Na początek , masz złote lekko kręcone włosy, szafirowe oczy i masz 175 cm wzrostu. (Nie nadałam postaci imienia było to celowe.) - zmieniam to
Nazywasz się Likia Kikur
Któregoś dnia wyjaśnię dlaczego tak nazwałam Readera /Oc
Miłego czytania :)Był ranek. Szłaś właśnie do gabinetu twojego komandora Erwina Smitha z ważnymi informacjami na papierze, nad którymi pracowałaś cały wczorajszy dzień. Od rana do późnego wieczora, no ale przecież jesteś żołnierzem, mało tego jesteś pułkownikiem, który bardzo dobrze opanował sprzęt do trójwymiarowego manewru. Jesteś również świetna w walce w ręcz i masz dobrą głowę do opracowywania strategii. Twój skład bardzo ciebie szanuje, a ty jesteś z tego powodu bardzo dumna i czujesz się przez nich kochana.
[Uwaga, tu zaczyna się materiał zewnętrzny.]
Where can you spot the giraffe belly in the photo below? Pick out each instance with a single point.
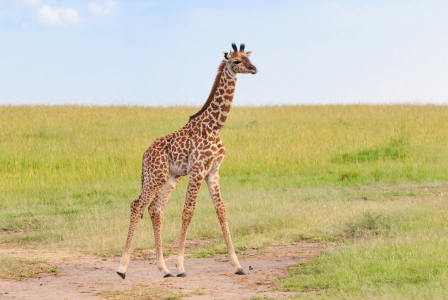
(179, 167)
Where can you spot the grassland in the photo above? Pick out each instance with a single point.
(369, 179)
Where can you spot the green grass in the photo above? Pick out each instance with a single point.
(370, 180)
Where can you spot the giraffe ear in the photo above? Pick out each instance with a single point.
(225, 55)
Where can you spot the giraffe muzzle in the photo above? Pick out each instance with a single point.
(253, 70)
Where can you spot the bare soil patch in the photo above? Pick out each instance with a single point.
(85, 277)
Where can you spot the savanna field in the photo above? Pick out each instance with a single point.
(369, 182)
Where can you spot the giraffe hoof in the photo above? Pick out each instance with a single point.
(240, 272)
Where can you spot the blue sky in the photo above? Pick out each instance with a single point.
(167, 52)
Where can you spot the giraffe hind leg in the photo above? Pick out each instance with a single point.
(156, 178)
(155, 210)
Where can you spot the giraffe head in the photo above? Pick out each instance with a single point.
(239, 61)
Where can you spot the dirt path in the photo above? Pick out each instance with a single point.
(83, 278)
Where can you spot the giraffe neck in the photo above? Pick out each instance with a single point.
(215, 115)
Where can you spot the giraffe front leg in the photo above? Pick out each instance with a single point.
(194, 184)
(213, 186)
(156, 212)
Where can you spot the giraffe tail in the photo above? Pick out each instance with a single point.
(143, 178)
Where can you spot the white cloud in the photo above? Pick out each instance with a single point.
(31, 2)
(99, 10)
(58, 16)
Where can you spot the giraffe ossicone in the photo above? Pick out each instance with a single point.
(194, 150)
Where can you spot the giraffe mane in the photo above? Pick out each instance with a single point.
(212, 92)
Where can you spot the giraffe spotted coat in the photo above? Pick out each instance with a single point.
(194, 150)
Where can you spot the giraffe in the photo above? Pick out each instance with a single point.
(194, 150)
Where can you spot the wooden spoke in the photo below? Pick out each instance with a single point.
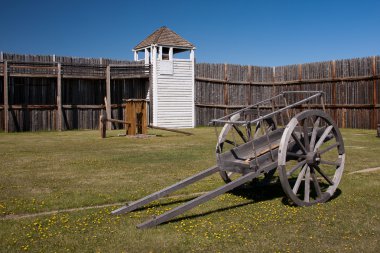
(299, 143)
(307, 185)
(317, 168)
(299, 179)
(299, 165)
(306, 136)
(315, 182)
(314, 133)
(231, 142)
(292, 154)
(323, 137)
(321, 152)
(240, 133)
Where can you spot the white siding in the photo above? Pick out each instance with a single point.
(175, 95)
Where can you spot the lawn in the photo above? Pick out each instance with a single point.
(57, 190)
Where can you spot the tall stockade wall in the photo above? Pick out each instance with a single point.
(351, 87)
(35, 103)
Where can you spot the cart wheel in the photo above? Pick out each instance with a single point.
(311, 158)
(232, 136)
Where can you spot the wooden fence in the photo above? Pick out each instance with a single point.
(58, 93)
(351, 87)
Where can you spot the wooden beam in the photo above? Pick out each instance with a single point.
(249, 89)
(374, 113)
(330, 106)
(225, 89)
(333, 91)
(295, 82)
(299, 72)
(6, 105)
(108, 96)
(59, 98)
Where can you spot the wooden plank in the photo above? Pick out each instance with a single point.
(295, 82)
(328, 106)
(225, 90)
(59, 99)
(6, 105)
(108, 96)
(374, 112)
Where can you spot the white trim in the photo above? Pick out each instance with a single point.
(155, 86)
(192, 58)
(170, 54)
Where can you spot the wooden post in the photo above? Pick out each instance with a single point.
(299, 72)
(102, 126)
(6, 105)
(108, 96)
(249, 88)
(374, 113)
(59, 98)
(333, 95)
(273, 81)
(225, 90)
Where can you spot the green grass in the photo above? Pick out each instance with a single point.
(49, 171)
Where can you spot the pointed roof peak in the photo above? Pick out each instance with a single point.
(163, 36)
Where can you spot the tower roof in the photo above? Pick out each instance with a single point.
(164, 37)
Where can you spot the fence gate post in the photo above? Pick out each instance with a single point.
(59, 98)
(6, 105)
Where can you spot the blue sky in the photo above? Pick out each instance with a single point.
(264, 33)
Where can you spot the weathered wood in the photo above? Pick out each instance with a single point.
(374, 113)
(103, 126)
(328, 106)
(226, 84)
(6, 105)
(108, 96)
(59, 99)
(136, 114)
(296, 82)
(170, 130)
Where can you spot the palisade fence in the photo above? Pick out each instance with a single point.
(59, 93)
(351, 87)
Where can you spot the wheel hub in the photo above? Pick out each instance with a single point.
(313, 158)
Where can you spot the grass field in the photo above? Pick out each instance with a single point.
(85, 177)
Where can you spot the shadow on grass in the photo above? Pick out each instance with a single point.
(253, 192)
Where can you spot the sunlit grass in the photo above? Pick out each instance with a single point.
(50, 171)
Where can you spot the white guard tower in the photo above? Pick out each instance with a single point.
(172, 60)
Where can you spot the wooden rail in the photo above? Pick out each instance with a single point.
(294, 82)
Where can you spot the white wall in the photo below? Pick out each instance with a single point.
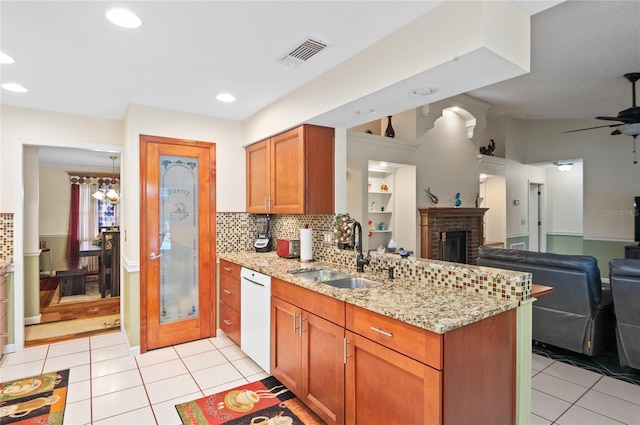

Właśnie kochana. W korpusie zwiadowczym ciężko jest się związać z kimś na długo. Zaraz to będzie trzeba się przygotować do wyprawy poza mury i kochanek lub kochanka zostaną pożarci przez tytany. Smutne, ale prawdziwe. Dla ciebie wystarczyły tylko spotkania z twoimi przyjaciółmi. To oni dawali tobie tyle miłości ile potrzebowałaś, ale czy napewno?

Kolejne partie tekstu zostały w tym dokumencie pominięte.